In 2014 a BBC Good Food survey showed that most British consumers can’t identify which fruit and vegetables are in season when. We may know that the strawberries in our Christmas trifle have probably been shipped over from Egypt, but few of us have stopped to consider when courgettes or broccoli are in season. What’s gone into harvesting the asparagus we’re eating in October, or the pomegranates we add to a spring salad?

Whether or not food tastes better when it’s in season is debatable. Anyone who’s tried a burgundy, juicy tomato grown on a southern Italian vine in July will surely attest to its superiority over anything you can buy in a British winter, but for a lot of people, many foods taste broadly the same throughout the year.

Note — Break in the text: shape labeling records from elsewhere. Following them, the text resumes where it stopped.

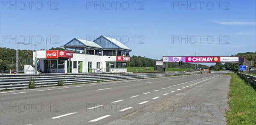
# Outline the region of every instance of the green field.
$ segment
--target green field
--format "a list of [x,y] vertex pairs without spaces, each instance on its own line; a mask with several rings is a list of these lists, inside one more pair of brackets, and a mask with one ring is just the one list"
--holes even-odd
[[[154,71],[154,67],[149,68],[149,70],[145,70],[146,67],[127,67],[128,72],[157,72]],[[166,71],[189,71],[189,68],[166,68]]]
[[228,101],[231,110],[226,116],[228,124],[256,125],[256,89],[236,74],[227,74],[232,77]]

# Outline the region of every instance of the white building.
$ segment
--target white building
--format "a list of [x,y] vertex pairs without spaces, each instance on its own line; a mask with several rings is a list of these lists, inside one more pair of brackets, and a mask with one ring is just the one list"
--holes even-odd
[[65,51],[34,51],[38,70],[43,73],[126,72],[131,51],[116,40],[103,36],[93,41],[75,38],[64,48]]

So if the shops are selling the ingredients at a reasonable price and they taste fine, why worry about whether your produce is seasonal?

When the ingredients on your plate have been harvested at the right time of year, they require fewer artificial resources, such as lighting, heating, fertilisers and pesticides — all of which have a detrimental impact on the environment, which is why eating seasonally is a crucial part of living an environmentally friendly lifestyle.

When you buy food out of season, all the chemicals and fuel needed to create the right artificial environment create harmful gas emissions. According to Will Allen, author of War on Bugs, including all the “manufacture and use of pesticides and fertilizers, fuel and oil for tractors, equipment, trucking and shipping, electricity for lighting, cooling, and heating, and emissions of carbon dioxide, methane, nitrous oxide and other greenhouse gases” means the agricultural emissions cause between 25 and 30 percent of the US’s collective carbon footprint, which calculates the amount of harmful carbon dioxide released into the environment.

While eating seasonal won’t solve every environmental issue associated with agriculture, it does lower the footprint of each individual ingredient. Eating seasonally also helps to keep your produce local. If an ingredient isn’t seasonal, it will have to either be harvested using artificial methods, or transported from a country with the appropriate climate.

The environmental costs to transporting produce across the world is huge, and locally-sourced food also has additional health benefits. The less distance your food needs to travel, the less chance there is of its nutrient value decreasing, and with a smaller supply chain chances of contamination are lower. Of course, buying from suppliers in the area also helps prop up your local economy, and increase diversity in the industry.

Ultimately, eating ingredients out of season can have a huge impact on your carbon footprint, as well as affecting the nutritional value of your meals and local economies. There are so many options available at supermarkets that it can be tough to know what’s in season and what isn’t, but for a lot of food items, we can follow our instincts fairly safely: there’s a good reason you associate pumpkins with Halloween and brussel sprouts with Christmas, and when in doubt, head to your local farmers’ market and pick up only the produce you know was grown nearby, for a healthier more sustainable lifestyle.